第72話 誘拐

 帝国といつ開戦するかわからない状況となったために、オレ達はそれぞれ自宅に一度帰り、家族と過ごした後帝国に向かう予定だ。


 リリーもいつものように自宅に戻った。屋敷の鍵は開いていたが、そこには誰もいなかった。



「お母さん。お母さん。どこにいるの?」



 リリーが屋敷内を見て回ったが、やはり誰もいない。最初は、買い物にでも行ったのかと思っていたが、魔王国からの追手かもしれないと思い始め、心配になってきた。


 お母様の部屋をのぞくと、机の上に手紙があった。



「お前の母親は預かった。大事な人質だ。命は取らない。ただし、このことを誰かに告げれば、その時点でお前の母親は死ぬ。深淵の森の西側にある帝国の街デリーまで一人で来い。早く来いよ。さもなければ、女である母親がどうなっても知らないぞ。」



 リリーの目から涙が零れた。



「お母さん。助けに行くから待ってて。」



 リリーが子どもの頃、マジョリーヌ王国は滅亡した。命からがらこのステイル王国に逃げ延び、細々と親子2人で暮らしてきたのだ。食べるものが少ない時は、母親が自分の分までくれた。人族にいじめられた時は、母親が盾になって守ってくれた。なぜか、母親のことが頭の中に浮かんできて、涙が止まらない。

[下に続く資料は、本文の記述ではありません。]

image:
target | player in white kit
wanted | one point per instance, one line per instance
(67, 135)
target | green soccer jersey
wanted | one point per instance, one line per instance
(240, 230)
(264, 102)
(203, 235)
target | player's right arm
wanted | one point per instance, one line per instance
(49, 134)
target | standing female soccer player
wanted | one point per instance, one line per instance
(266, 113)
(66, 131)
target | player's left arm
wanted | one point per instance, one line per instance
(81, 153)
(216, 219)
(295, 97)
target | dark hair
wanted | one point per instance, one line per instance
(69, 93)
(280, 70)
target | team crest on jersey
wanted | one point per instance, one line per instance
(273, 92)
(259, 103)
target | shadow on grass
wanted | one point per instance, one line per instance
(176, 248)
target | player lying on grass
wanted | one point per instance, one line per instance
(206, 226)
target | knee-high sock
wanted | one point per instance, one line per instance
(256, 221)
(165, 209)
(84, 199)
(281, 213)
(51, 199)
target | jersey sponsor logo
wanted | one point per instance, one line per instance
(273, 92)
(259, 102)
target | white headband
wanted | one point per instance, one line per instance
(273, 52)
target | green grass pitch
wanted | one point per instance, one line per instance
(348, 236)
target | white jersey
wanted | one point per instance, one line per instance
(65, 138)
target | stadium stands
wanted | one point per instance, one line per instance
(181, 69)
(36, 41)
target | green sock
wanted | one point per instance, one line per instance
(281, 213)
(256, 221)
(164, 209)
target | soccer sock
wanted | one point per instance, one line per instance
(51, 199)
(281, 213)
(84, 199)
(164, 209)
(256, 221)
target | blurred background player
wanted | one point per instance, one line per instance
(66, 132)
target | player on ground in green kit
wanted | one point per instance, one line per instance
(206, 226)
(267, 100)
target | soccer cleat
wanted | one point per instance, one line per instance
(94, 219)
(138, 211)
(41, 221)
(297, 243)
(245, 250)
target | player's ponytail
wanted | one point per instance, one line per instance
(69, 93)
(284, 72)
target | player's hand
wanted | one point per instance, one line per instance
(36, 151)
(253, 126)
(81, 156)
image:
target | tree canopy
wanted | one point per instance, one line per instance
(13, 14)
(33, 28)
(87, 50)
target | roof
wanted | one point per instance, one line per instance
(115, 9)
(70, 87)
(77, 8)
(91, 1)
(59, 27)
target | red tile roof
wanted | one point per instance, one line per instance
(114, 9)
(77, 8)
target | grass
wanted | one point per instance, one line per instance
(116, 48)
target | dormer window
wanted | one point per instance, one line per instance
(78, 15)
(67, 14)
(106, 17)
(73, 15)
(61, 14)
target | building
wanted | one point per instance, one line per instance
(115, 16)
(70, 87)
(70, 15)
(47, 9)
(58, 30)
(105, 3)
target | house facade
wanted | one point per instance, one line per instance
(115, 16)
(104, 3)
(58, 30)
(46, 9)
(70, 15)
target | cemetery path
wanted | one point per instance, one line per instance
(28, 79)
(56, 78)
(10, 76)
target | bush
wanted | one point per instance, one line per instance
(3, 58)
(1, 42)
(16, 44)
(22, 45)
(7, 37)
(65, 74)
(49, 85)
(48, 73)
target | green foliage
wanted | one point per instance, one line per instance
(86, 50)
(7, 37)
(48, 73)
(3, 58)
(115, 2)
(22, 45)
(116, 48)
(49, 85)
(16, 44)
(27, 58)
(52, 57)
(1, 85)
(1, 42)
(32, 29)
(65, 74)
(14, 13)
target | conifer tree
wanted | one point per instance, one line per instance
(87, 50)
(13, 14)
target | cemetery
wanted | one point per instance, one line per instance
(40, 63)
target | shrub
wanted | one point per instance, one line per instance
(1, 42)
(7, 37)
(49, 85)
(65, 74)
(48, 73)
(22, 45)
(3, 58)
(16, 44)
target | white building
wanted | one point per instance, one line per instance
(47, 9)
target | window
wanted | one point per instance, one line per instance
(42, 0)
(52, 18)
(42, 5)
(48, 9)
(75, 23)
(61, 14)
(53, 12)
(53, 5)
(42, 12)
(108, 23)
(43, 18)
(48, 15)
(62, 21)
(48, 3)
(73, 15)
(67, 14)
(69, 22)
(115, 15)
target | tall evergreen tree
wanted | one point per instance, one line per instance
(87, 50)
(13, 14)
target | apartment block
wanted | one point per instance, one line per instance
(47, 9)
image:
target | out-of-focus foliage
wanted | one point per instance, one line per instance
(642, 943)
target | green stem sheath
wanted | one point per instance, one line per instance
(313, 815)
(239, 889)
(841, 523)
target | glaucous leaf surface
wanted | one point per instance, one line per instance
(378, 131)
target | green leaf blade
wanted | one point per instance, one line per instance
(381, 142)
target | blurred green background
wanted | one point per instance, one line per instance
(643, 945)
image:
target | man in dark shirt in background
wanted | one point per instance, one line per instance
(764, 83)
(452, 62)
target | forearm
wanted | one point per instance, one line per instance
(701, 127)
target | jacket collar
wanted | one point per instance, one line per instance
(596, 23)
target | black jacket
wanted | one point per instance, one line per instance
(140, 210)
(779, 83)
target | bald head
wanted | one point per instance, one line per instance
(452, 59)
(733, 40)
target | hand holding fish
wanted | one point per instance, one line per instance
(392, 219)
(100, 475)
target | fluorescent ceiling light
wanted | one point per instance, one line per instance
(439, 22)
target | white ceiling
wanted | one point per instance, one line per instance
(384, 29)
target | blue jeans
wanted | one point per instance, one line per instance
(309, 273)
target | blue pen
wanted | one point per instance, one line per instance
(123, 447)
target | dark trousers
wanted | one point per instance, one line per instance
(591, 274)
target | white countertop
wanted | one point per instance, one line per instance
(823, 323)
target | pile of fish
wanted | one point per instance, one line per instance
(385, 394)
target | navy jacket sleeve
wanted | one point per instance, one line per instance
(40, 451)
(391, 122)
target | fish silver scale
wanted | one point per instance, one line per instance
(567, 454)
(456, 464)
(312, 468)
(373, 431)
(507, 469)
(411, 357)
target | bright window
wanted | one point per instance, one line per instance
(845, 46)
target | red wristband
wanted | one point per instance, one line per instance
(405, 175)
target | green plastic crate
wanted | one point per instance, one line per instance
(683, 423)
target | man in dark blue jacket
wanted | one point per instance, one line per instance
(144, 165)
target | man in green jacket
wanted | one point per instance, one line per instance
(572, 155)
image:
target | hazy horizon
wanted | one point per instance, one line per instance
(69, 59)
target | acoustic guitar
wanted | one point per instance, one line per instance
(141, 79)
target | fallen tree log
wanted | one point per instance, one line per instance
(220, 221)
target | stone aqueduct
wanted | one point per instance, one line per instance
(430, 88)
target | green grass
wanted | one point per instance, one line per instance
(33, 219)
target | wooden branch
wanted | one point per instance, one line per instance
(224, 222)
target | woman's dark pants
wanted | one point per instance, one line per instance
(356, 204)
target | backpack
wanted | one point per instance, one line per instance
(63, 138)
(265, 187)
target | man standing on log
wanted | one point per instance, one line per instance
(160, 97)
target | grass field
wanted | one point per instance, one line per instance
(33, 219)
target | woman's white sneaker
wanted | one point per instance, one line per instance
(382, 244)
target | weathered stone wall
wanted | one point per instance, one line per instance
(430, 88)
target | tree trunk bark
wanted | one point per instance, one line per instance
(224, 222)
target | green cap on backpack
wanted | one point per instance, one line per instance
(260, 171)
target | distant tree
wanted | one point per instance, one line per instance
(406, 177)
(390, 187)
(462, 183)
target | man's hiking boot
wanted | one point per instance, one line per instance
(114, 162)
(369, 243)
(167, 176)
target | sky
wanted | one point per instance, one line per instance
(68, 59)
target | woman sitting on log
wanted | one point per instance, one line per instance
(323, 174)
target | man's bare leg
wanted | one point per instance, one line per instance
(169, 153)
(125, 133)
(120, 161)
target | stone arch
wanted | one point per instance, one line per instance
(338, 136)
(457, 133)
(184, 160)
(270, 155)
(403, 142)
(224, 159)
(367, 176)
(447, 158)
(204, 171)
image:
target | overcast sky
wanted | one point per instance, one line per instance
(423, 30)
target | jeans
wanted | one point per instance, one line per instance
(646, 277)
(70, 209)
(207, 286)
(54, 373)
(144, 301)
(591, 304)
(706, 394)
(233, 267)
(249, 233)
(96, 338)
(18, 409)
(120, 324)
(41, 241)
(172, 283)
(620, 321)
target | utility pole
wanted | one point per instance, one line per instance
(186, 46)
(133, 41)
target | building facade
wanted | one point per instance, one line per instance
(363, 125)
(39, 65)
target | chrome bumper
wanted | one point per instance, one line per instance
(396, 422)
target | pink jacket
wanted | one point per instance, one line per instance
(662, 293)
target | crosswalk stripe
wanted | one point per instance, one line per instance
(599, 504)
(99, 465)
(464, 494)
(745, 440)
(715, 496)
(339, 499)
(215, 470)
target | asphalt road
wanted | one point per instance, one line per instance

 リリーは誰にも相談せず、一人で母親の救出に向かうのだった。


 みんなが自宅に帰ってから2日後、レイは待ち合わせ場所の『フォラン』に来た。そこには、エリーとミクがいた。



「久しぶり。リリーはまだ来てないの?」


「そうなんだよね。いつもは一番最初に来て待っているのに珍しいね。」


「レイがいじめたんじゃないかにゃ?」


「リリーはお母さん子だから、まだ甘えているんじゃない?」


「ミクは、人聞き悪いな。リリーのことを愛しているオレがいじめるわけがないだろう。」


「それもそうだにゃ。」


「もう少し待ちましょうか?」



 約束に時間から1時間過ぎてもリリーは来ない。さすがにレイは、リリーの自宅に行くことにした。そして、リリーの自宅に着くと、屋敷の鍵は開いているが人の気配がしない。リリーだけでなく、マジョリカさんの気配もない。すると、2Fからミクが駆け下りてきた。



「レイ。大変にゃ。こんな手紙が落ちてたにゃ。」



 それを読んで、オレは慌てた。



「エリー、ミク。オレに捕まって。ラエルまで一気に転移するから。」



 3人は、ラエルの街まで来た。そこで、エリーとミクに補助魔法で翼を出し、3人で飛翔してデリーに向かおうとしていた。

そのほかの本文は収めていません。